I think that everyone knows Coursera and Udemy and many other websites that provide online courses. Most of the courses proposed by the websites are free and you can learn a lot from them, no matter what your area of interest is. I would like to present you some courses that I tested on myself; what I liked about them and what made me frustrated. All courses are connected to Python or bioinformatics or data analysis.

  1. Programming for Everybody (Python) – Coursera

 

This course is absolutely too easy for you when you already know Python, but I would really recommend it for people that are starting with this programming language. Of course there are a lot of courses for Python beginners; I tried some myself (maybe I would write about them later), but this one was really user friendly. In comparison I didn’t like the course ‘An Introduction to Interactive Programming in Python’ (Coursera). I didn’t even finish it, but on the other hand it has really nice reviews. So I guess it’s really personal what courses are best for you to start with Python programming.

 

  1. Network analysis in systems biology – Coursera

 

I have to say that I don’t really remember much from this course. I had to return to Coursera to remind myself what was that all about. It’s mostly because I did not use the information I learned later. I guess it’s because there is just specific problem explained there. For me, it was interesting, but you have to keep in mind that the course is a bit narrow. It’s not really about programming to solve network analysis problem, but how to use proper software to do it.

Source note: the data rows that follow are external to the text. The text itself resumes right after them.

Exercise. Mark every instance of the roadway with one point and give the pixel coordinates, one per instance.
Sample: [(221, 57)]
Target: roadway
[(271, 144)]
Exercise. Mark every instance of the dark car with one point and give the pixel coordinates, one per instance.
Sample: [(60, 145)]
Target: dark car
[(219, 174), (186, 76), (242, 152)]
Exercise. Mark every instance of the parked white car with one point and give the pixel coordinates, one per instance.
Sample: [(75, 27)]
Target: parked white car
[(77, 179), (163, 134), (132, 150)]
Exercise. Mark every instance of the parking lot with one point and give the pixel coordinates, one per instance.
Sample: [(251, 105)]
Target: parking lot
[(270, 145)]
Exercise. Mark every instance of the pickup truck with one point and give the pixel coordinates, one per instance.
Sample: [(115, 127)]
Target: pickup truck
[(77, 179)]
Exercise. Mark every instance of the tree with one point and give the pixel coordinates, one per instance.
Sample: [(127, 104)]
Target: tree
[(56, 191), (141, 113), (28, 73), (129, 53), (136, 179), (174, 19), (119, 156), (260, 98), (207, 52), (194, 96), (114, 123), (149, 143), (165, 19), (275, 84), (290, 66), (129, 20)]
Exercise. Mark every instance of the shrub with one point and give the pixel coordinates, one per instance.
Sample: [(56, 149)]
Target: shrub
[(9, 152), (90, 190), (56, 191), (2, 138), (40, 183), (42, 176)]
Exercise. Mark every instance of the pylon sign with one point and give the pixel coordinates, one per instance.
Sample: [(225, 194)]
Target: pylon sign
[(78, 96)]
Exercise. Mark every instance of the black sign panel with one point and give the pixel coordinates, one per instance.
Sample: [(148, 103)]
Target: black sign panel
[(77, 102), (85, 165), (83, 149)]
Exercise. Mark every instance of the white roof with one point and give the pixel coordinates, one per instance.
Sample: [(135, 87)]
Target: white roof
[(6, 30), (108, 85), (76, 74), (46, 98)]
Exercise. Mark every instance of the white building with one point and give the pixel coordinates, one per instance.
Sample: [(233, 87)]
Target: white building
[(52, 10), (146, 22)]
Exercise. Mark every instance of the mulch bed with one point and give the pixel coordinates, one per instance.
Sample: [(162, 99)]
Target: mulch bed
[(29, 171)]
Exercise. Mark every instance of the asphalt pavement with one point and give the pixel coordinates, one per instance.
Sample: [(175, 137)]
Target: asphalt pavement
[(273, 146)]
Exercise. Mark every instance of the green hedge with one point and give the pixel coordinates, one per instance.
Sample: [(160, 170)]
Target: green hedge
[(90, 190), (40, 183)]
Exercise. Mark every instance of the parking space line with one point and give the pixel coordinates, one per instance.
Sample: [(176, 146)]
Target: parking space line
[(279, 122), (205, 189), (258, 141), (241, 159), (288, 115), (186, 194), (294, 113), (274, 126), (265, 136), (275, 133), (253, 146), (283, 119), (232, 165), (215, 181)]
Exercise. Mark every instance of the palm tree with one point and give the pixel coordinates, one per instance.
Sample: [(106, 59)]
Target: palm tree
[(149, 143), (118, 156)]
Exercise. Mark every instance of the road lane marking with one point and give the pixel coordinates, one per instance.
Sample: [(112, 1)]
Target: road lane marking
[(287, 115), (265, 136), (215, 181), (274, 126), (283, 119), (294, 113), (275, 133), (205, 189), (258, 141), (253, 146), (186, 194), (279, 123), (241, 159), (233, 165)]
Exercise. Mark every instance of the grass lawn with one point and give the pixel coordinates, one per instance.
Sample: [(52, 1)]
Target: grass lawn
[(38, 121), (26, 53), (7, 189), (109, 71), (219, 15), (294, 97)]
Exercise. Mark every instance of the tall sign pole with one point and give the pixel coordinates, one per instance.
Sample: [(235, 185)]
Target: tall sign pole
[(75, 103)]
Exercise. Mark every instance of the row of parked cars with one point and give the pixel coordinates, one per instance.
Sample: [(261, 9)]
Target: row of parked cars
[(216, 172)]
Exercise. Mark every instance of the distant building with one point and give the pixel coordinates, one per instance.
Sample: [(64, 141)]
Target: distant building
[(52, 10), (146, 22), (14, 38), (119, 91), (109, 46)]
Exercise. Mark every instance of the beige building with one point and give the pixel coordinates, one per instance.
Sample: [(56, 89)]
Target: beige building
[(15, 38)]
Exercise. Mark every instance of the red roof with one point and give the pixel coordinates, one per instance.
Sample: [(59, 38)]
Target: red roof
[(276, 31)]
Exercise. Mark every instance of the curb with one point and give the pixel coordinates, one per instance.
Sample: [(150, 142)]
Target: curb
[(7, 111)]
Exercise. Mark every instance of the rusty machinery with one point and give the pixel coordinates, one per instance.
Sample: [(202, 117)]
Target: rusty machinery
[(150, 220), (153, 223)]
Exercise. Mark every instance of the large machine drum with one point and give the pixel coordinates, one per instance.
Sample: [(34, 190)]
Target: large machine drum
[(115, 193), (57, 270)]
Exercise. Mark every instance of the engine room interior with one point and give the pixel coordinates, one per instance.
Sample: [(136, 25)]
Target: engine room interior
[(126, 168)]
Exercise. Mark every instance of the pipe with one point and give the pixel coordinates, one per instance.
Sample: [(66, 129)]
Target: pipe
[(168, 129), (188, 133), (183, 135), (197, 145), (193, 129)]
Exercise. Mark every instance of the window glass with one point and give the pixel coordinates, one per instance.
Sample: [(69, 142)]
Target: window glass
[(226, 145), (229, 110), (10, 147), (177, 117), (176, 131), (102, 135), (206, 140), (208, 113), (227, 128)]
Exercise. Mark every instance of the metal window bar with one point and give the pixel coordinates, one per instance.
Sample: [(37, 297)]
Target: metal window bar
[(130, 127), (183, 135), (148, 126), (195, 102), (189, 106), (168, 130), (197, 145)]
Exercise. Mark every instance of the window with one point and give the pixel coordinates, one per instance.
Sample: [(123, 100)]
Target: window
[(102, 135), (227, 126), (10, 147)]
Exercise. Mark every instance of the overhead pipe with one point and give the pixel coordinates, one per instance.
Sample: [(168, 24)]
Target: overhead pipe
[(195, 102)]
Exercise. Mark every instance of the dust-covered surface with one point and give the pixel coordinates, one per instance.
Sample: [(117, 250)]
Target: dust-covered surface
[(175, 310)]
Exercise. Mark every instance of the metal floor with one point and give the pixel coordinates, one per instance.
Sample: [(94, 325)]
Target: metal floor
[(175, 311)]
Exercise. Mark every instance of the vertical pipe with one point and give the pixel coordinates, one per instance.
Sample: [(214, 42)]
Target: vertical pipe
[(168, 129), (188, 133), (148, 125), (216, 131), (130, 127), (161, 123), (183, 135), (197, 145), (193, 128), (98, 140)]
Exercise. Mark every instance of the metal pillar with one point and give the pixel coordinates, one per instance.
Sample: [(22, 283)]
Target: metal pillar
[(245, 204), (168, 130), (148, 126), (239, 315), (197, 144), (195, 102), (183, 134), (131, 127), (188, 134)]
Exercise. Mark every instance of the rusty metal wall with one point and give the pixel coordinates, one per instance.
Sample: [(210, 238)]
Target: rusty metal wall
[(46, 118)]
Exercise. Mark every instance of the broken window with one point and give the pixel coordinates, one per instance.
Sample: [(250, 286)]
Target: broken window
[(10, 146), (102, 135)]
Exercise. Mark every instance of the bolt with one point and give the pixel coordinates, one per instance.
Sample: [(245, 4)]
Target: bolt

And as I remember, it was quite easy to slip through the course.

 

  1. Bioinformatics specialization – Coursera

 

With this specialization you can extend your knowledge of Python (only if you know the basics, they won’t teach you Python; you can actually use any programming language you want) as well as how to use your programming skills to solve real biological problems. For me it was the best course I’ve taken so far. There is quite a lot of algorithmics and you should learn how to transform pseudo-code to actual code in preferred programming language. They check your solutions not only if they return correct answers but also if your solution is time efficient. It’s really important when you work with huge biological data. If you’re into bioinformatics, this course is a ‘must do’.

 

  1. Applied Data Science with Python specialization – Coursera

 

I’m in the middle (let’s say at the beginning) of this specialization, only after first course (because only one was available so far, can’t wait for more). I think it’s quite amazing. I was looking for data science course in Python which will show me how to work with real data, with wrong formatting or missing data, and this is really great place to start. They give you basics, how it works (videos are really helpful), but you really learn on the examples. Sometimes it is hard to get right answer (sometimes due to vague questions) and it’s really frustrating, but hey! Data science is not so easy in the real life and employer’s requests not so clear as well. People are also really helpful at the course’s forum. So far so good.

 

  1. Python for Data Science and Machine Learning Bootcamp – Udemy

 

I’m in the middle of this course. It nicely prepared, you can even start almost without any Python expertise as the course provides crash course for Python. It has even step-by-step tutorial how to install Python version you need. Everything is prepared with Jupyter – big plus for that. You can try for yourself the code every time you need. It not really challenging most of the time as if something is too hard for you, you can just check the answer in the other Jupyter notebook, but it’s up to you if you do.

 

To briefly sum up, I really recommend online courses like these proposed by Coursera and Udemy. You can always find something new to learn. I think that you have to be more careful on Udemy, where there are many short, not so worthy, courses, but you can also find really well-prepared stuff. Of course: sometimes you will find a course not really useful for yourself, or too easy or too hard, but it will broaden your knowledge somehow, always.

 

Funny fact: while my boyfriend was spending his money on games on Steam sale, I spent mine on Udemy sale ;).